3.2.3 Características sintáticas da Libras

Adentrando o universo da sintaxe da Libras, observando a forma como os sinais são dispostos nas frases, como se inter-relacionam para compor orações e emitir um discurso compreensível, percebemos o papel ímpar do espaço de enunciação na sua organização sintática. “A organização espacial dessa língua [...] apresenta possibilidades de estabelecimento de relações gramaticais no espaço, através de diferentes formas” (QUADROS; KARNOPP, 2004, p. 127).

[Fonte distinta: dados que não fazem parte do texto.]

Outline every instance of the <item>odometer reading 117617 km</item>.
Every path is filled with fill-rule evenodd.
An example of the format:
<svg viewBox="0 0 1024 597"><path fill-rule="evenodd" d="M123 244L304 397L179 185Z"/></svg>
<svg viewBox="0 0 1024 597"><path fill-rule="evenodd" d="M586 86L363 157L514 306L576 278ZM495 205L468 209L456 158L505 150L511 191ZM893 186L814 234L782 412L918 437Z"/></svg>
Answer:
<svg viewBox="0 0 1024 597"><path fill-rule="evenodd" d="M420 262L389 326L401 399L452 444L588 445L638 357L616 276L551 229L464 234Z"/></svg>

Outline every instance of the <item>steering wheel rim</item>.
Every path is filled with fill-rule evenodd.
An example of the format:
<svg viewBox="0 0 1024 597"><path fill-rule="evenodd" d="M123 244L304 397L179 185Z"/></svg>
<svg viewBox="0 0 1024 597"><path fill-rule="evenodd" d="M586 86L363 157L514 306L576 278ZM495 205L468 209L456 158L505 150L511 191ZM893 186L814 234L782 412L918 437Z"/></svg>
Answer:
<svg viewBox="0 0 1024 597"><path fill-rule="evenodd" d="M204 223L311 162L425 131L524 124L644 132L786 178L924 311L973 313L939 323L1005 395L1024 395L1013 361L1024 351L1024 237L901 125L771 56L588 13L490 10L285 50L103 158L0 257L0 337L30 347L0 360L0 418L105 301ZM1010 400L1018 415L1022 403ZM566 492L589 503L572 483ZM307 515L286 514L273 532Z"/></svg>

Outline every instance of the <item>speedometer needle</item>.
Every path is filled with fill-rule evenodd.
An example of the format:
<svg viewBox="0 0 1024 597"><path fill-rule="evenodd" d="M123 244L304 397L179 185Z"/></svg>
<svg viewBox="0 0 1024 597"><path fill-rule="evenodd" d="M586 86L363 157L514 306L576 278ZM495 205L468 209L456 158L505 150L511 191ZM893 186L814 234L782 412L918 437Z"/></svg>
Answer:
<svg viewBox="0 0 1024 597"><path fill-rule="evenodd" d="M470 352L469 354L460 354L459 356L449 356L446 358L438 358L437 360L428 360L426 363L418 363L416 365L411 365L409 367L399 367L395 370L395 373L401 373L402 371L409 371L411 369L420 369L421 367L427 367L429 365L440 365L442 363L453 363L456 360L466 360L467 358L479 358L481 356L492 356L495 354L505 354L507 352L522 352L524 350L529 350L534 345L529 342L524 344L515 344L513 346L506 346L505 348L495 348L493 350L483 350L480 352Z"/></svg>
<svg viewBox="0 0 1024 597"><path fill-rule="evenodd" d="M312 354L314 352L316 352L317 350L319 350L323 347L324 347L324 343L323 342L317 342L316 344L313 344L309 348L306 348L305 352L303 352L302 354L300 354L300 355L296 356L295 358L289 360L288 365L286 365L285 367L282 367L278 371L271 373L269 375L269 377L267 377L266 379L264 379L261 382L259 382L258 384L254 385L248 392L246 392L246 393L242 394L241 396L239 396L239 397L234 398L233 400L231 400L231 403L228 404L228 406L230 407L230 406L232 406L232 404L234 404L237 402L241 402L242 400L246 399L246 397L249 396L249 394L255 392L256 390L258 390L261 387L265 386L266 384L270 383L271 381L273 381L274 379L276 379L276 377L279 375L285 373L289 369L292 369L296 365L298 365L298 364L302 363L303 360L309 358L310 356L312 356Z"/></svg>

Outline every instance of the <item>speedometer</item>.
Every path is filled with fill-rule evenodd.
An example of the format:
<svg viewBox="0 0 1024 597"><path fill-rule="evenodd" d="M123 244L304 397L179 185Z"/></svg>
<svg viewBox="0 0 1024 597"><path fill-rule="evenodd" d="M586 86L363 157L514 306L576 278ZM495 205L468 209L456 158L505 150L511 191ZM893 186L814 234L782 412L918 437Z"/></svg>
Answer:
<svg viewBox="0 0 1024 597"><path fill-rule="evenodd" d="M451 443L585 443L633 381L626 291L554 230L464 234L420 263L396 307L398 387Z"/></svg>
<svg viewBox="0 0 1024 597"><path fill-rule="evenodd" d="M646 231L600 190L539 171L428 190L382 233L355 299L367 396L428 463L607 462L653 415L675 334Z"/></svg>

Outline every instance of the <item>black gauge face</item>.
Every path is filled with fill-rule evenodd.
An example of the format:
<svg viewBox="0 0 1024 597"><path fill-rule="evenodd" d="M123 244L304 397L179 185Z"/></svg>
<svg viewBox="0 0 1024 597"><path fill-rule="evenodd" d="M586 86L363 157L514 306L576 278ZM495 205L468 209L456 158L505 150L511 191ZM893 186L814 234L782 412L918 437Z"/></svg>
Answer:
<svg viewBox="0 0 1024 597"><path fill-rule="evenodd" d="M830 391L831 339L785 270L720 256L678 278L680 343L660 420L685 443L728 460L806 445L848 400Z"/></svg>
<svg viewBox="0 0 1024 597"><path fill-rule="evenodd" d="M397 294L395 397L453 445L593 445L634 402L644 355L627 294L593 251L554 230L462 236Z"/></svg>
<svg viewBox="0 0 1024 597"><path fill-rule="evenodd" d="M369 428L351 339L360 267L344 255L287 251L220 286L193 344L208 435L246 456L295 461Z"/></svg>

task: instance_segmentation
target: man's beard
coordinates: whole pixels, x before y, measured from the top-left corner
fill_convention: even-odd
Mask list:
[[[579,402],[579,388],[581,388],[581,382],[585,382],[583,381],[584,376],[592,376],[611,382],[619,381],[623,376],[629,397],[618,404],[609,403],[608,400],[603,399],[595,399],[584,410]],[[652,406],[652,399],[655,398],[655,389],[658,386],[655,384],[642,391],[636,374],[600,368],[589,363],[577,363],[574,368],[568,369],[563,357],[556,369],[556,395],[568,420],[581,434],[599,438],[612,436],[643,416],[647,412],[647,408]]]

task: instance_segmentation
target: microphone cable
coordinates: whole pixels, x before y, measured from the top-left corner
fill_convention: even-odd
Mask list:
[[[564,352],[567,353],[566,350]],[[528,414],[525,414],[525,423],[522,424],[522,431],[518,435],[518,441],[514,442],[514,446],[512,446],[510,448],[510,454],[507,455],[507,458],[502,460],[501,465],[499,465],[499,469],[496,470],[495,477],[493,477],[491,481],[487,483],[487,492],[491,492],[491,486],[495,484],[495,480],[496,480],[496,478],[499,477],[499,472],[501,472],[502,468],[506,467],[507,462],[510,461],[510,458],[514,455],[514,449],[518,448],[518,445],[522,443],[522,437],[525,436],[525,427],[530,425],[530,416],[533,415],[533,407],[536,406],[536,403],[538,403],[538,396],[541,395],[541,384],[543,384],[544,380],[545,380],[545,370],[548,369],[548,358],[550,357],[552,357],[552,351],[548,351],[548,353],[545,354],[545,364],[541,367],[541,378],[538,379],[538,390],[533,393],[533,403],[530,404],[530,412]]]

O espaço de enunciação pode atuar na marcação dos sujeitos e objetos de um discurso; alguns verbos têm suas flexões de pessoa e número identificadas dentro do espaço de fala, através da apontação (referência dêitica) ou do direcionamento do olhar; os advérbios de lugar podem ser caracterizados dentro do ambiente enunciativo; o direcionamento do olhar ou do corpo para determinados pontos estabelece relações do sinal emitido com o local direcionado.

Os verbos direcionais, ou verbos com concordância, mostram bem a utilização do espaço para a construção sintática. Esse grupo de verbos incorpora no sinal informações de sujeito e predicado, através do direcionamento do sinal, do olhar, da cabeça, do corpo, durante a sua realização. Pertencem a esse grupo, os verbos ABENÇOAR, ACONSELHAR, AJUDAR, AVISAR, CHAMAR, DAR, ENSINAR, ESCOLHER, MOSTRAR, PERGUNTAR, RESPONDER, VER. Observemos o verbo MOSTRAR, na figura 18:

Figura 18 – Sinal MOSTRAR

Fonte: CAPOVILLA et al., 2017, p. 1896.

O verbo MOSTRAR é sinalizado com a mão esquerda aberta na posição vertical e com a mão direita configurada em 1 com a ponta do indicador tocando a palma da mão esquerda. A direção tomada no movimento das mãos será determinante para a sintaxe da frase. Se a palma da mão estiver voltada para a frente (em direção a alguém) e o movimento for também nessa direção, a frase pode indicar: EU-MOSTRAR-VOCÊ, se for diretamente para a pessoa com quem se fala; EU-MOSTRAR-EL@, se estiver direcionado para uma terceira pessoa; EU- MOSTRAR-TOD@S, se o movimento abranger todas as pessoas do local e, assim, sucessivamente. Contudo, se a palma da mão estiver voltada para o sinalizador e o movimento da mão vier em direção a ele, como se estivesse trazendo algo para si, a sintaxe muda e o sinalizador passa a ser o objeto daquela frase, como por exemplo: VOCÊ-MOSTRAR-EU.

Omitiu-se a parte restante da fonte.